Eddie Keogh suggested similar advice whe he said, “A lot of people just want to get to big league football matches as quickly as they can, but you can learn so much more by photographing football, rugby, hockey or tennis at your local park. Get out in all weather – not just when it's sunny, because rain can make pictures more atmospheric – and practise, practise, practise.”

© Canon ambassador Eddie Keogh

3. Create emotion, even where there isn’t any

Richard Walch and Eddie Keogh believe that you can create really emotive images if you look for the action surrounding the play. 

Walch has shared, “When a football team wins a big championship, it's not the images of the game that stand out, it's the shots of the team celebrating, standing on a bus surrounded by thousands of people.”

“You have to shoot around the sport: the emotions, the politics, the celebrations and the disappointments. If you shoot a marathon, you don't shoot the start, you shoot the finish, because that's where the emotion is. Look for peak action and peak emotion. If you can combine those in one image, you've got it."

Keogh took this idea even further when he suggested that you should know the story of the day, such as when a player is returning to a former club, or if a manager or coach is close to being sacked. "You have to tell the story of each game."

"Sometimes that's hard, especially mid-season. If a team is going to get promoted or relegated or is going for the play-offs, there's way more emotion than in a game with nothing resting on it. You have to create emotion there because people can relate to that – fans can think 'that is how it feels during games.’”

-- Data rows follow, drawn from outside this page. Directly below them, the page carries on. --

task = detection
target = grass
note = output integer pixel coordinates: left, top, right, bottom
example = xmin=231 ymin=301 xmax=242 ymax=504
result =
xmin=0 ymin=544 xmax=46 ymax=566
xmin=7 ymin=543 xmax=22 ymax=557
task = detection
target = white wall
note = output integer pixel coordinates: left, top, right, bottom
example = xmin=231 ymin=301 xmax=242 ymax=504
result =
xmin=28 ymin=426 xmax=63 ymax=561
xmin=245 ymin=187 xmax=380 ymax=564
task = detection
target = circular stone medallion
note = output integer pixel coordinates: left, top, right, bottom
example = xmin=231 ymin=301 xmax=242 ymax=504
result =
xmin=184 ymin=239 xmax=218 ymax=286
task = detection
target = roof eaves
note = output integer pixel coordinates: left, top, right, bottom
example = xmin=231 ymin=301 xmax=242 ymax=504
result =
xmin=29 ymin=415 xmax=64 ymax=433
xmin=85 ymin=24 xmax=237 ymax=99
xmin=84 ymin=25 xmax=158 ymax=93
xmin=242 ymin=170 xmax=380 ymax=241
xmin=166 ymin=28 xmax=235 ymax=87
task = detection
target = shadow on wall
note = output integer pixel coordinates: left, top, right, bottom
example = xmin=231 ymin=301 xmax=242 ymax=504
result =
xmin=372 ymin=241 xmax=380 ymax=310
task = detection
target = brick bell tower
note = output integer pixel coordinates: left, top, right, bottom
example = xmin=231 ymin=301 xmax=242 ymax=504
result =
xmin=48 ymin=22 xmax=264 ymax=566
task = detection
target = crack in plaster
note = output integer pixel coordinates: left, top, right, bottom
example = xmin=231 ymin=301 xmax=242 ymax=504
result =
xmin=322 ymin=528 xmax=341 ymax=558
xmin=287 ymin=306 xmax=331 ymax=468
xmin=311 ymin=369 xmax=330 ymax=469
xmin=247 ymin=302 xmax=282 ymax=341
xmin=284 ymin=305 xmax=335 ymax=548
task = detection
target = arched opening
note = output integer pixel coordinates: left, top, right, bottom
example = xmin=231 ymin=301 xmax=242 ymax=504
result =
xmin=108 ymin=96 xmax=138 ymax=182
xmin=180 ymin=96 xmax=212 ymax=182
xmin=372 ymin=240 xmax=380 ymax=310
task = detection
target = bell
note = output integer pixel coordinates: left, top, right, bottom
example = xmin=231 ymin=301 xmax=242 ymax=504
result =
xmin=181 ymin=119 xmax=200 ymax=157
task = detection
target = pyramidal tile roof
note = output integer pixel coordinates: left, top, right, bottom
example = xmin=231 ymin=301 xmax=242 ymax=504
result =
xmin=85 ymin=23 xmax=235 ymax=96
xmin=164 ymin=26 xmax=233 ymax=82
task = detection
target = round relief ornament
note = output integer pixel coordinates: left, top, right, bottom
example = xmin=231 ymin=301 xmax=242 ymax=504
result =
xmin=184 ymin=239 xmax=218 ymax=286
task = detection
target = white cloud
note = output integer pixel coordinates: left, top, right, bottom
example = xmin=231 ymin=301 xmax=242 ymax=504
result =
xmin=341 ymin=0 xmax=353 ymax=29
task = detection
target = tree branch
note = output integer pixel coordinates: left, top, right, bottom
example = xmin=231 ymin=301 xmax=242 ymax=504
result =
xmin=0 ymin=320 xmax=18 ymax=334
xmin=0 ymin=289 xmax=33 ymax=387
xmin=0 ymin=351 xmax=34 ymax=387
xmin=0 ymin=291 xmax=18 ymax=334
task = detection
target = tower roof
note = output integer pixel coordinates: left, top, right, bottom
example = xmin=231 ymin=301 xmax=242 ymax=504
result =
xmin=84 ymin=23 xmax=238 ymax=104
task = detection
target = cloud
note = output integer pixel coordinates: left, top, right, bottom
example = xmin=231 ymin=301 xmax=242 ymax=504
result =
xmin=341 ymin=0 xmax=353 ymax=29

4. Know the ins and outs of the sport you are shooting

Martin Bissig and Molly Darlington both agree that knowledge of the game in front of you will give you the edge you need to capture it well.

Bissig has shared, “Detailed knowledge of your sport is vital, because you need to know how people move and what looks good.”

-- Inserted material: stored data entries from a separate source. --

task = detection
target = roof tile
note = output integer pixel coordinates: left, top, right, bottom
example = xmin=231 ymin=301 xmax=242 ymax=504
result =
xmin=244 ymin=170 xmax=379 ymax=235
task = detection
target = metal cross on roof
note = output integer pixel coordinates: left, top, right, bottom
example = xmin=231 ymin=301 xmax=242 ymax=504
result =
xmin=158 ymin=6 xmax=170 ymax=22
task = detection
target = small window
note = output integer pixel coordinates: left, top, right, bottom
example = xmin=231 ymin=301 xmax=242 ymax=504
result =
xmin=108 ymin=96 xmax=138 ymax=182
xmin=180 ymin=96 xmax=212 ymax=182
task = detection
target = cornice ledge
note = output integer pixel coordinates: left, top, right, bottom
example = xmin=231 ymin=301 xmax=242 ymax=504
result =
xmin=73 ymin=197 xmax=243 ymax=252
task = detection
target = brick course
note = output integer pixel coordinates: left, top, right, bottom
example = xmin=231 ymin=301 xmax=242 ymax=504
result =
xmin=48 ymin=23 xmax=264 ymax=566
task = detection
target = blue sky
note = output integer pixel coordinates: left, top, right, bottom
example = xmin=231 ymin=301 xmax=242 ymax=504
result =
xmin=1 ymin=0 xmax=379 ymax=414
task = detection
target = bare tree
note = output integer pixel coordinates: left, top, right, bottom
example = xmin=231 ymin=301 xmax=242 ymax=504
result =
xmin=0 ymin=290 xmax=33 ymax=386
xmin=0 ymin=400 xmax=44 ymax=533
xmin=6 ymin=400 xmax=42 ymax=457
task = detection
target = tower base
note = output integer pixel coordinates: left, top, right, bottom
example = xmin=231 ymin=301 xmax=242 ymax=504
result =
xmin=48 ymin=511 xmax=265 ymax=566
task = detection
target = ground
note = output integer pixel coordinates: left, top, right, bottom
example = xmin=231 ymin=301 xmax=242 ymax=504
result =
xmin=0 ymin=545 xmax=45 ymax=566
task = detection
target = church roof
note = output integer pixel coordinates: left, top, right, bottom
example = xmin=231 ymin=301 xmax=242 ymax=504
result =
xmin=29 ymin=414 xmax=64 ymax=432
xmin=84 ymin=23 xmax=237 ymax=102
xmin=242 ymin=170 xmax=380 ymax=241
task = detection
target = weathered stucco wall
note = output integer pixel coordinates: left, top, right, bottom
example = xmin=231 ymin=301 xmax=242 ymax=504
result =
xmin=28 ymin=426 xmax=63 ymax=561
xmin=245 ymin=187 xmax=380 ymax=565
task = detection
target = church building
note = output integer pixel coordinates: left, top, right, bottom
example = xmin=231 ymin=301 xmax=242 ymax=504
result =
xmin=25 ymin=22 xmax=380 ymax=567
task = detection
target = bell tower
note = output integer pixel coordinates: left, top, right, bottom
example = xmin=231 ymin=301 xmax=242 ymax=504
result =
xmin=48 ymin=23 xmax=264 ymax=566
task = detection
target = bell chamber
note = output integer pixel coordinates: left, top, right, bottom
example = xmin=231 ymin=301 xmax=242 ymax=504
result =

“If I were to take pictures of skateboarders, I might think they look good, but if I showed them to skateboarding fans, or to pros, they might say, 'The hand doesn’t have the right angle'. I don't know, because I'm not a skateboarder, but I know exactly how mountain biking is meant to look.”

Darlington believes that knowledge of the sport you’re photographing ensures that you can reliably know when and how to capture game-changing moments that happen before your eyes. 

Elaborating on this, she said, “I'm a football fan. My dad's a football fan. My brother's a football fan. Because I've always watched football, I know how the game works.If a player runs down the wing you have to think, 'Will they cross it this way, pass it that way?' You have to be aware of what's happening, know the game and be able to judge what will happen next."

© Cnaon ambassador Martin Bissig

5. There are no rules, create your own career path

While some photographers pursue tertiary qualifications or certificates, others create their career from the ground up on experiences alone. The pros share that whatever works for you is what you should be doing. 

Darlington has shared a reminder that even though she attained a degree, there are a number of routes available to you when forging a career in sports photography. “A lot of it is about who you know and learn from. It will seem quite scary going it alone, but it's not actually that bad. When I was 16, I thought the industry was petrifying. Now I'd tell you it's absolutely fine."

Richard Walsh has emphasised the importance of shooting what feels right to you, and in turn, developing your own brand and finding your niche within the industry. 

"The more commercial the sport, the easier it is to sell images. I was really lucky because, when I started, snowboarding took off, as did demand for images. I quickly became one of an elite few shooting the sport globally.” 

“If you want to shoot soccer, or track and field, there will be 50 other photographers with you, and it's a big challenge to better them."